Каким образом легитимировала себя классическая наука? Согласно Лиотору, она достигала социального оправдания (а тем самым и статуса), вступая в противоречие с собственными имманентными установками. Имманентная установка точного научного знания — безжалостно отсеивать суждения, не подтверждаемые в точном эмпирическом наблюдении и эксперименте либо не имеющие формы строго дедуктивного вывода из достоверных посылок. Ясно, что такие суждения, как «наука должна служить народу», прогрессу, перспективе освобождения личности и т. п., не являются строго верифицируемыми научными суждениями — их нельзя подтвердить или опровергнуть в форме научного эксперимента.

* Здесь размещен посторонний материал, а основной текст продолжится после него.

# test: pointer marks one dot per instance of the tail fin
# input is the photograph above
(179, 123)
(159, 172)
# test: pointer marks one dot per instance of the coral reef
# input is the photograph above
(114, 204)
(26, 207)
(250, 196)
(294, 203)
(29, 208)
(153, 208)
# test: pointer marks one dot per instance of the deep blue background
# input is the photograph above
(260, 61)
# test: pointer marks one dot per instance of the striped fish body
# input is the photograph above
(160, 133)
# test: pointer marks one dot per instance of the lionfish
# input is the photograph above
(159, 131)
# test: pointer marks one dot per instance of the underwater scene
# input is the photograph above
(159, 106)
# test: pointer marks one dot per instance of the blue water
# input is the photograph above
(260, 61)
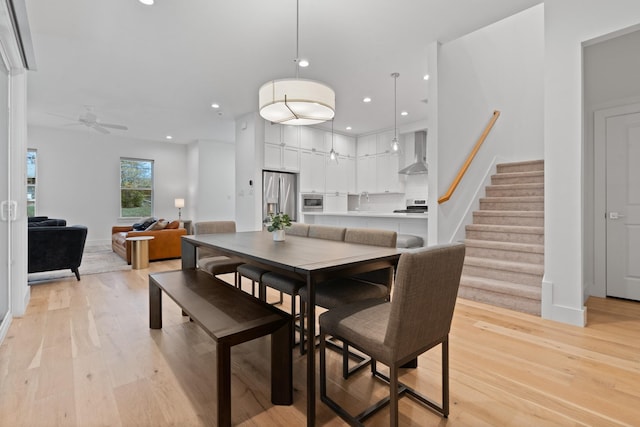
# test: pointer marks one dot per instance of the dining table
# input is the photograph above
(309, 259)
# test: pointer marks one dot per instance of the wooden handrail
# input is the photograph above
(464, 167)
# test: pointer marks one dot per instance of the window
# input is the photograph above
(136, 188)
(32, 173)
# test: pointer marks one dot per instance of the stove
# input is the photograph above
(414, 206)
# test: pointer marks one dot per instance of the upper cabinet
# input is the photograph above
(275, 133)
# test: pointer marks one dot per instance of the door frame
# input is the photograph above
(600, 191)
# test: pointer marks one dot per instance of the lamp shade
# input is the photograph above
(296, 102)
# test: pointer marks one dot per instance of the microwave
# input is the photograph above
(312, 202)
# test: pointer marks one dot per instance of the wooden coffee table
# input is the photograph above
(140, 251)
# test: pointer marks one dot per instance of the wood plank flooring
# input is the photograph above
(83, 355)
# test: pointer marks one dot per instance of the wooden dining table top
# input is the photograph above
(297, 254)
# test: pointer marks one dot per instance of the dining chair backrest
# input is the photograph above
(212, 227)
(424, 298)
(298, 229)
(373, 237)
(326, 232)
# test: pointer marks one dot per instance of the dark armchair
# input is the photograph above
(56, 247)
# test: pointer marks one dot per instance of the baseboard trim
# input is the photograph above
(4, 326)
(560, 313)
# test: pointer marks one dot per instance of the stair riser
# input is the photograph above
(514, 192)
(508, 220)
(511, 206)
(511, 237)
(505, 180)
(516, 167)
(512, 302)
(503, 275)
(505, 255)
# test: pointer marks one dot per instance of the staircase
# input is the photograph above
(504, 261)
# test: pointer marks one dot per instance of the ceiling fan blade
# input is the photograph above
(99, 128)
(112, 126)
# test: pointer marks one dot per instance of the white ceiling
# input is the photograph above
(157, 69)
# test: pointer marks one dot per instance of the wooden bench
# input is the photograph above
(230, 317)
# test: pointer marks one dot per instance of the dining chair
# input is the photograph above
(210, 260)
(372, 285)
(416, 319)
(290, 285)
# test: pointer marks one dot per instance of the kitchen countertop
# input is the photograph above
(371, 214)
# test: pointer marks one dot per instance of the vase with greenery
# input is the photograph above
(277, 223)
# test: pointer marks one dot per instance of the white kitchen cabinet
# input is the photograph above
(335, 203)
(275, 133)
(281, 157)
(344, 145)
(366, 145)
(383, 142)
(312, 139)
(366, 174)
(312, 171)
(341, 176)
(387, 178)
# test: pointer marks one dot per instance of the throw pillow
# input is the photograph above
(151, 226)
(161, 224)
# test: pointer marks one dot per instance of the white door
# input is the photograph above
(5, 205)
(623, 206)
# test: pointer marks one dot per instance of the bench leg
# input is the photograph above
(282, 365)
(223, 384)
(155, 306)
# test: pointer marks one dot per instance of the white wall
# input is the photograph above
(569, 23)
(611, 70)
(499, 67)
(249, 161)
(79, 177)
(215, 198)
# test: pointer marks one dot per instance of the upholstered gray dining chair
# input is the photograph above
(417, 318)
(211, 261)
(290, 285)
(372, 285)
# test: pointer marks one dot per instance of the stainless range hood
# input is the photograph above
(419, 165)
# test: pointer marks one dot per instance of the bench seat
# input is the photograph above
(229, 316)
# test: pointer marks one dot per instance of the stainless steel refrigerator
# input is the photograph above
(279, 194)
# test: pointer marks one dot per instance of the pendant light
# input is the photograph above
(332, 154)
(395, 144)
(295, 101)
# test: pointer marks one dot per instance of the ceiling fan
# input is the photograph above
(90, 120)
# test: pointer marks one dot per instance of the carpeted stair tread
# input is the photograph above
(520, 267)
(516, 247)
(499, 286)
(505, 228)
(527, 165)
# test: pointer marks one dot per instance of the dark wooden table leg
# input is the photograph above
(282, 366)
(311, 354)
(223, 383)
(155, 305)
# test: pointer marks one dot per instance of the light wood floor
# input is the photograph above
(83, 355)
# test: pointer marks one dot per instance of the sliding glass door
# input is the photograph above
(6, 205)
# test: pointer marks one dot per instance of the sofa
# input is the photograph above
(54, 246)
(166, 243)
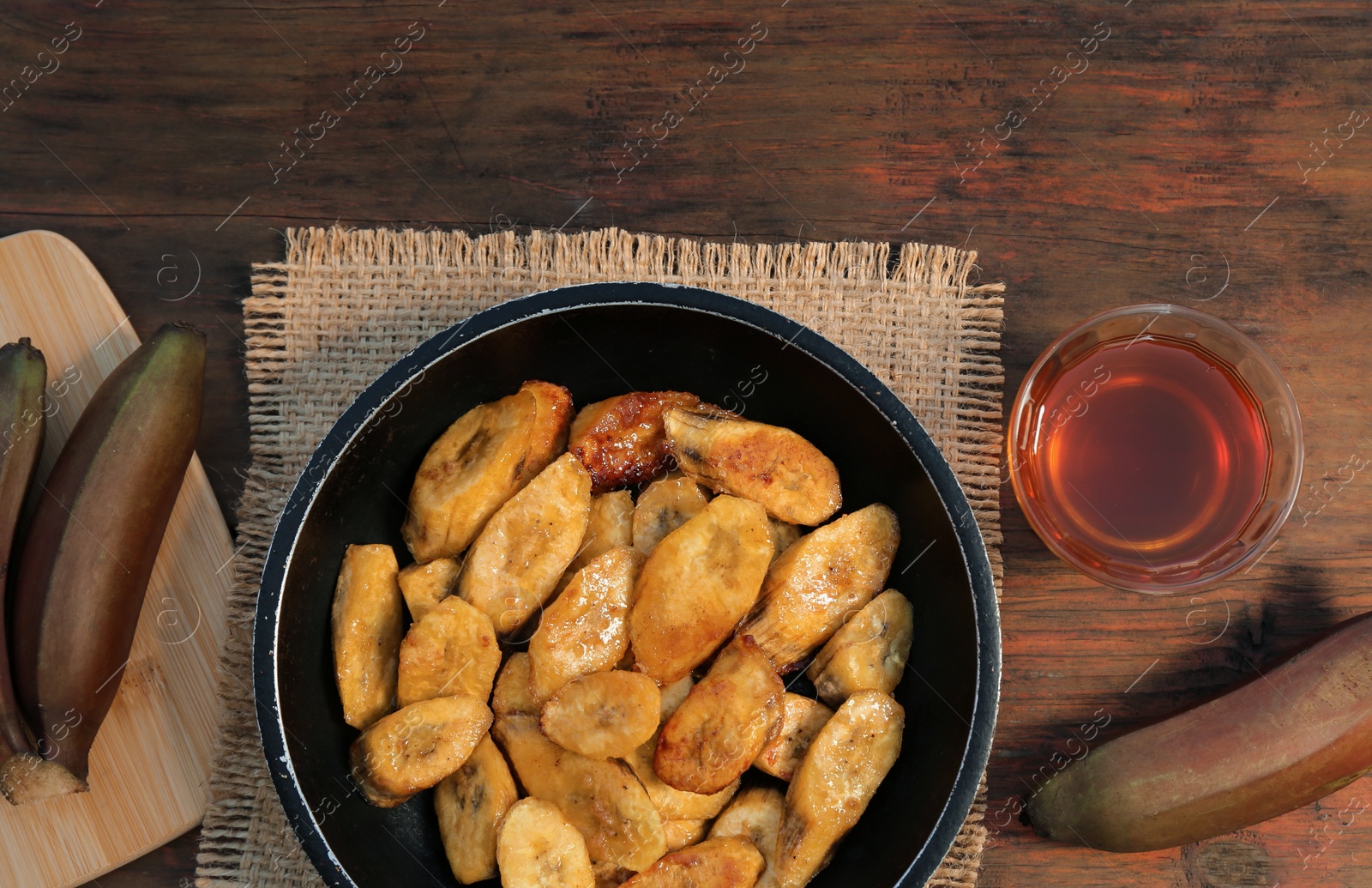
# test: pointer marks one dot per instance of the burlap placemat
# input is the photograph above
(347, 304)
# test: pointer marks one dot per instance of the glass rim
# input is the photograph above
(1285, 500)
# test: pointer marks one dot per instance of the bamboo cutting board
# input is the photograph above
(151, 759)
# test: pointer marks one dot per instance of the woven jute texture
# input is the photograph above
(347, 304)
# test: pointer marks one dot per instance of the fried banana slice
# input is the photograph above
(683, 833)
(608, 874)
(470, 803)
(821, 583)
(599, 796)
(368, 622)
(755, 814)
(784, 535)
(761, 462)
(869, 652)
(700, 581)
(587, 629)
(836, 780)
(800, 721)
(604, 716)
(672, 803)
(663, 507)
(416, 747)
(539, 849)
(479, 462)
(725, 862)
(621, 439)
(674, 695)
(449, 652)
(724, 723)
(512, 696)
(514, 563)
(425, 585)
(611, 524)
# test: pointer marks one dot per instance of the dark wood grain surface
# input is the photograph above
(1095, 154)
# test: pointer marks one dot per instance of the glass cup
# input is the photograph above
(1156, 449)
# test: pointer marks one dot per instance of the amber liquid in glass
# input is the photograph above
(1150, 452)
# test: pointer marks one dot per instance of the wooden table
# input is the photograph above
(1095, 154)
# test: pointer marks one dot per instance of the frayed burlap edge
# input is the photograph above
(765, 274)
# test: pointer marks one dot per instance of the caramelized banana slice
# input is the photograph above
(512, 696)
(368, 624)
(514, 563)
(821, 583)
(663, 507)
(726, 862)
(868, 654)
(470, 803)
(416, 747)
(425, 585)
(608, 874)
(480, 462)
(755, 814)
(724, 723)
(761, 462)
(449, 652)
(621, 439)
(587, 629)
(599, 796)
(696, 585)
(674, 695)
(800, 721)
(539, 849)
(605, 716)
(683, 833)
(784, 535)
(834, 782)
(611, 524)
(674, 803)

Вероятнее всего, процесс секуляризации, начатый в эпоху модерна, в конечном счете ведет к исключению таких субстанций, в которых можно угадать превращенную форму старых религиозных кумиров. Народ, Прогресс, Свобода, Равенство, Справедливость — все эти кумиры Просвещения имеют тот недостаток, что противоречат императиву несотворения кумиров, который наука принимает действительно всерьез. Но тогда в чем же смысл научной деятельности и каковы условия ее легитимации? Лиотар утверждает, что легитимацией, наиболее адекватной трезвости научного знания, является рыночная. «Старый принцип, по которому получение знания неотделимо от формирования разума и даже самой личности, устаревает и будет выходить из употребления. Такое отношение поставщиков и пользователей знания к самому знанию стремится и будет стремиться перенять форму отношения, которое производители и потребители товаров имеют с этими последними, то есть стоимостную форму (farme valeur). Знание производится и будет производиться для того, чтобы быть проданным… вместо того чтобы распространяться в силу своей «образовательной» ценности или политической значимости (управленческой, дипломатической, военной). Можно представить себе, что знания будут введены в оборот по тем же сетям, что и денежное обращение, и что соответствующее этому расслоение прекратит быть делением на знание/незнание, а станет, как и в случае денежного обращения, «знаниями к оплате/знаниями к инвестиции…»40
Постараемся эксплицировать из этого те выводы, которые постмодернистский авангард пока что не рискует обнажить. Если наука целиком превращается в производство знания-товара, то какие последствия это влечет для нее самой и для всего общества? Для науки они очевидны (и опыт наших рыночных реформ это подтверждает). Рыночный статус знания неминуемо влечет за собой вымывание тех его разновидностей, которые не приняли товарную форму и не могут служить немедленной прикладной (технологической) пользе. Это касается фундаментальной науки, гуманитарного корпуса, примыкающего к общей культуре, и всего теоретического образования. Нынешняя российская «реформа» образования убедительно это подтверждает; она уже обрекла такие отрасли, как философия, культурология, история, политология (за исключением «имиджмейкерства» и других прикладных ответвлений), на полную маргинализацию. «Рынок» подстрекает прикладное знание к решительному бунту против фундаментального (подобно тому как богоборческий модерн некогда подстрекал науку к бунту против религии). Но не грозит ли такой бунт самоубийством самой науки, теряющей и питательную почву в лице неутилитарного творческого воображения, и необходимый горизонт?